Pour la France, en effet, les enjeux de la stabilisation durable du Mali et de la région sont majeurs. La France dispose, ainsi qu’il a été mentionné, de certaines des compétences essentielles requises pour aider le Mali et la région à faire face à ces enjeux. Elle est enfin pratiquement le seul Etat membre de l’Union européenne à avoir une conscience suffisante de son intérêt à restaurer durablement la stabilité du Mali, les Etats-Unis se sentant moins directement concernés. Il est donc de l’intérêt comme de la responsabilité de la France d’assumer un « leadership » dans l’action de la communauté internationale, sans craindre les reproches de néo-colonialisme ou les résurgences des critiques d’une « Françafrique » qui relève désormais du fantasme.

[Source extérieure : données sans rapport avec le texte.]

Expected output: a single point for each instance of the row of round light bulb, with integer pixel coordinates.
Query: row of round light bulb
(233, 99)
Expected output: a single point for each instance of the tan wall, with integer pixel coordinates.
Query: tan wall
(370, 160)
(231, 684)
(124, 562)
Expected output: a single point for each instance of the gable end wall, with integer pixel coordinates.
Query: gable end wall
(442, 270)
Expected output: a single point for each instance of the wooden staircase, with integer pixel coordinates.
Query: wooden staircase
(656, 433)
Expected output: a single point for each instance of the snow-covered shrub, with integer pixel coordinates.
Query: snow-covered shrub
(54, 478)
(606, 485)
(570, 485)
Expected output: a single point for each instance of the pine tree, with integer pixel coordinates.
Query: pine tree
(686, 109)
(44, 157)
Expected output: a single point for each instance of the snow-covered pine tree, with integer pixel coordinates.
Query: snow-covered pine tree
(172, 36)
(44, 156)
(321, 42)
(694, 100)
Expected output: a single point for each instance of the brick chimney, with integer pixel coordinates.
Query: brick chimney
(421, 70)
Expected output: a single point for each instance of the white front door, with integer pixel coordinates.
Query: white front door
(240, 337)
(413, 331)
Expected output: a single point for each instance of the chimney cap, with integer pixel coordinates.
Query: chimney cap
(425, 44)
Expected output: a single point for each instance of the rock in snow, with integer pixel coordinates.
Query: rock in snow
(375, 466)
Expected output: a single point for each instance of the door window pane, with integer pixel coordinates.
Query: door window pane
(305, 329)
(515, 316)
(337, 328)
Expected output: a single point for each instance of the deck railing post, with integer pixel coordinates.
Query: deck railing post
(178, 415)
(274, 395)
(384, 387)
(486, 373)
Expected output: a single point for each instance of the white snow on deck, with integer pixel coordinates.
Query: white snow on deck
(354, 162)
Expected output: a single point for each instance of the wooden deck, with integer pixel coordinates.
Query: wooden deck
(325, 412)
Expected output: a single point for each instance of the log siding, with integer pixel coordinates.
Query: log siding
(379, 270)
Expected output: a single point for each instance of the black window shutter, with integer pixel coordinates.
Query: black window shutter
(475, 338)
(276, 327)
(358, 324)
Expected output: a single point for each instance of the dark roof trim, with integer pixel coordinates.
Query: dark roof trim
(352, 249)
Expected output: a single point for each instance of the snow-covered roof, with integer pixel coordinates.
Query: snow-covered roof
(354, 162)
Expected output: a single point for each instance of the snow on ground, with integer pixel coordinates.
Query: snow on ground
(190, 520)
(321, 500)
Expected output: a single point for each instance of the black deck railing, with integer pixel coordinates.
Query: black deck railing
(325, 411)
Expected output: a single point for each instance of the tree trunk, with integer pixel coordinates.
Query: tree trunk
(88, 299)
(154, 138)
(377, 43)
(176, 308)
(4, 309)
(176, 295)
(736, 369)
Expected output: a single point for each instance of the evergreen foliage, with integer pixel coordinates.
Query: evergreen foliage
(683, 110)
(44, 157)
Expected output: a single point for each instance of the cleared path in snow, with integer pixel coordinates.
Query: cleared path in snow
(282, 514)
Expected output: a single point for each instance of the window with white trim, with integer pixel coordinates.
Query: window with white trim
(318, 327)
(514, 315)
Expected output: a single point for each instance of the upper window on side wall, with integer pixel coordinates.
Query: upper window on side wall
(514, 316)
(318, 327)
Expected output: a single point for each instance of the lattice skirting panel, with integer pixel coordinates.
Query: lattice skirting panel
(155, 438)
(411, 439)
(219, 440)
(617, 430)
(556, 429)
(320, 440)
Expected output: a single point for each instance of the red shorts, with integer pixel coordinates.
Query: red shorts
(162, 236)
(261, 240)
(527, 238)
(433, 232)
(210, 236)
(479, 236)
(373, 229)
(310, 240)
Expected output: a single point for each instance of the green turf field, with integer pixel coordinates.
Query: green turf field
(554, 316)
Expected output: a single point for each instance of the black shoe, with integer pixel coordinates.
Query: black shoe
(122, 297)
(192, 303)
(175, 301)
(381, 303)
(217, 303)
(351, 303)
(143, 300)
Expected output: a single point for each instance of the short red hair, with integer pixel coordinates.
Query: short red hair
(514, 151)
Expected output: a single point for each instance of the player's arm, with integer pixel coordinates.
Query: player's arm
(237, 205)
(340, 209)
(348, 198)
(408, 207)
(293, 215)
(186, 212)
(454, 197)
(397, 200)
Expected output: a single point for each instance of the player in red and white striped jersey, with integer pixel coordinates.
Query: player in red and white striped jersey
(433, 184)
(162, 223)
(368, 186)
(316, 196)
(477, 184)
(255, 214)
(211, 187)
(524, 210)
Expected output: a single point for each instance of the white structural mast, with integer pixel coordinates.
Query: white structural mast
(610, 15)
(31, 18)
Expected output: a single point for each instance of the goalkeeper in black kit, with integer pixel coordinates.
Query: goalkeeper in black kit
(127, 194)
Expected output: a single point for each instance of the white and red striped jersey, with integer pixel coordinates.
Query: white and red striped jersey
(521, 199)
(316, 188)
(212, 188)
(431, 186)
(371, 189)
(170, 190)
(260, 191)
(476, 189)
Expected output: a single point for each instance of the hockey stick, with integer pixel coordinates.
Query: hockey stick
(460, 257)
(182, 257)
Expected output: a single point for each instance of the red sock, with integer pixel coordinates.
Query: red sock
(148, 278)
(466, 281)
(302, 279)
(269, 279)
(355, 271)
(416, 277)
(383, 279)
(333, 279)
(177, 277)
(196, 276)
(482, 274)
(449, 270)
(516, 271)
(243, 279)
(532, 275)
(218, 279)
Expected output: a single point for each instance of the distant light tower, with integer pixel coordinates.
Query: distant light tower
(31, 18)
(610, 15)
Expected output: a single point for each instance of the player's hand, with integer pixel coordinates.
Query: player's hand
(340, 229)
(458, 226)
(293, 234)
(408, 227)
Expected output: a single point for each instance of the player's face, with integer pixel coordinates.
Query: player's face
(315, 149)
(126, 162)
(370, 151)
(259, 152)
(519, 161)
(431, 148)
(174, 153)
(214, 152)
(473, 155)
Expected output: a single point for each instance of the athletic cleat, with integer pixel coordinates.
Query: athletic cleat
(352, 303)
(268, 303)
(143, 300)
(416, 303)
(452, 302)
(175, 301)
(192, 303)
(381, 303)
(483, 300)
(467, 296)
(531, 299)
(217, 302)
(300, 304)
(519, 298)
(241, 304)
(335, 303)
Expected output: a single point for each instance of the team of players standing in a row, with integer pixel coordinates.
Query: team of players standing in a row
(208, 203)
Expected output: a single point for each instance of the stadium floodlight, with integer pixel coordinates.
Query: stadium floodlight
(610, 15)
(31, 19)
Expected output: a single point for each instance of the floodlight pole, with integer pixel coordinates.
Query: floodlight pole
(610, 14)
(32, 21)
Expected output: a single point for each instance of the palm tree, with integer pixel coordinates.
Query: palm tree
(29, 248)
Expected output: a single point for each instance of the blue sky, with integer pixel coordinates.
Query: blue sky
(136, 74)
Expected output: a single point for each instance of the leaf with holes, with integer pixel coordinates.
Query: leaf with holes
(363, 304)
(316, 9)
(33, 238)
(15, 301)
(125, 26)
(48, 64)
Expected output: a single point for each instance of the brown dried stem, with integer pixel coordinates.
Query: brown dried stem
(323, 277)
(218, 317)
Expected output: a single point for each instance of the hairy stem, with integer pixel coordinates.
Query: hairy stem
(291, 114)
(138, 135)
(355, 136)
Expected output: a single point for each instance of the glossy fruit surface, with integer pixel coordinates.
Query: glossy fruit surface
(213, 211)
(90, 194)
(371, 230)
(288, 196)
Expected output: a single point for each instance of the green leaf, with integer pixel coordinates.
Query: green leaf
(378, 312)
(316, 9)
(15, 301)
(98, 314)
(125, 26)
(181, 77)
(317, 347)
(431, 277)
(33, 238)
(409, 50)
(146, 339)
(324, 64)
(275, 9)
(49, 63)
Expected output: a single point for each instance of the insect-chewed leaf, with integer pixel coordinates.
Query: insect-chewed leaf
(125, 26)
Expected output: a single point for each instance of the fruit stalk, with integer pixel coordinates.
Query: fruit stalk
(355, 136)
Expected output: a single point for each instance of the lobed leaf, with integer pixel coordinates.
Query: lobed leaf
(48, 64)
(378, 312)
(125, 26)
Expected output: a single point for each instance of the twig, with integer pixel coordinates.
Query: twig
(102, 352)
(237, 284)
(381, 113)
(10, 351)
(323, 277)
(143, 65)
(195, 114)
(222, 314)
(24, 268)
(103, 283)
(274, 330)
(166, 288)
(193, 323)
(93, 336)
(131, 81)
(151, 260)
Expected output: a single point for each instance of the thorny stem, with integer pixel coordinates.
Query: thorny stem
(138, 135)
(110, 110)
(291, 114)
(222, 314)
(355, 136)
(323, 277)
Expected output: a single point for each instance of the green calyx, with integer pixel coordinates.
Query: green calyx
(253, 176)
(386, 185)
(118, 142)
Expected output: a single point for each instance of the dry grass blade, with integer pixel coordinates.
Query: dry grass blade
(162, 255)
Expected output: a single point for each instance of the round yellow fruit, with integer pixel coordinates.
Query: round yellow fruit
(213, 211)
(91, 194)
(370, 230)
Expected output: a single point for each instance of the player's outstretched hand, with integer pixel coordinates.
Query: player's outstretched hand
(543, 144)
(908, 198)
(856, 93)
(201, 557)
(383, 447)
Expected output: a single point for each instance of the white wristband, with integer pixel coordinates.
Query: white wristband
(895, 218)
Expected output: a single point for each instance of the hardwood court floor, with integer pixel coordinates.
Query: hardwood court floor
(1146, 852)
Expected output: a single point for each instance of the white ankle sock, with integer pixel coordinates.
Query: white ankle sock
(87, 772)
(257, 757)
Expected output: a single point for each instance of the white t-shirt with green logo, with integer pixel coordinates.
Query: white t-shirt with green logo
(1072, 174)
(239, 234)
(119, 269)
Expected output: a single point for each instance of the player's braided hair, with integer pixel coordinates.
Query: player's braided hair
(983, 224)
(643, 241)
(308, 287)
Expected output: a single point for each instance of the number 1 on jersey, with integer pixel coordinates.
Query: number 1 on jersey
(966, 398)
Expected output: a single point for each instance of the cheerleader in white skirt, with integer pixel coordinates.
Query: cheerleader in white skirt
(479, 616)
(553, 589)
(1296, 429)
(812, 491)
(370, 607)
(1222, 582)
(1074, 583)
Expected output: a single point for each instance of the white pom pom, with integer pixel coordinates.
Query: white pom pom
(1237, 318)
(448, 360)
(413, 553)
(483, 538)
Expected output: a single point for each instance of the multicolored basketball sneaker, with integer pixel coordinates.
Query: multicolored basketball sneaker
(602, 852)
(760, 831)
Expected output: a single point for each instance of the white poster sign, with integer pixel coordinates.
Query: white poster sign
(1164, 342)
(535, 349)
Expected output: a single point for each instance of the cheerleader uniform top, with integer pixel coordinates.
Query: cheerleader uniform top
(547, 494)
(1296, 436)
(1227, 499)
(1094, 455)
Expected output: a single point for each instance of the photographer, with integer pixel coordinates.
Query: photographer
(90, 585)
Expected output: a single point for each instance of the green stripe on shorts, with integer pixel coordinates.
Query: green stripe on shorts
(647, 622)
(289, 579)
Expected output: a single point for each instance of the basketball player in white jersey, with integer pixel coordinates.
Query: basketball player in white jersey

Au plan interne, il paraitrait souhaitable de placer à la tête de la Mission Mali / Sahel une personnalité politique susceptible d’être un interlocuteur de poids, tant auprès des autorités françaises au plus haut niveau qu’auprès des partenaires internationaux (chefs d’Etat de la région et dirigeants des institutions multilatérales internationales). Les missions de cette instance gagneraient à être précisées, afin qu’elle puisse :

  • développer une approche globale de tous les problèmes (terrorisme, trafics de drogues, d’armes, de cigarettes, de migrants, montée d’un islamisme radical) dont la conjonction dans la région sahélienne a provoqué la récente crise malienne et pourrait susciter d’autres crises, au Mali ou dans d’autres pays de la région ;
  • entretenir des relations avec les pays directement concernés, en Afrique de l’ouest (notamment Golfe de Guinée), dans la zone sahélienne et en Afrique du nord - étant entendu qu’il serait illusoire d’espérer qu’une organisation régionale existante développe une approche globale des problèmes posés dans la région ou qu’une organisation idoine puisse être créée ;
  • mieux sensibiliser et motiver à apporter leur aide l’ensemble des pays de l’Union européenne et nos autres alliés (en particulier les Etats-Unis).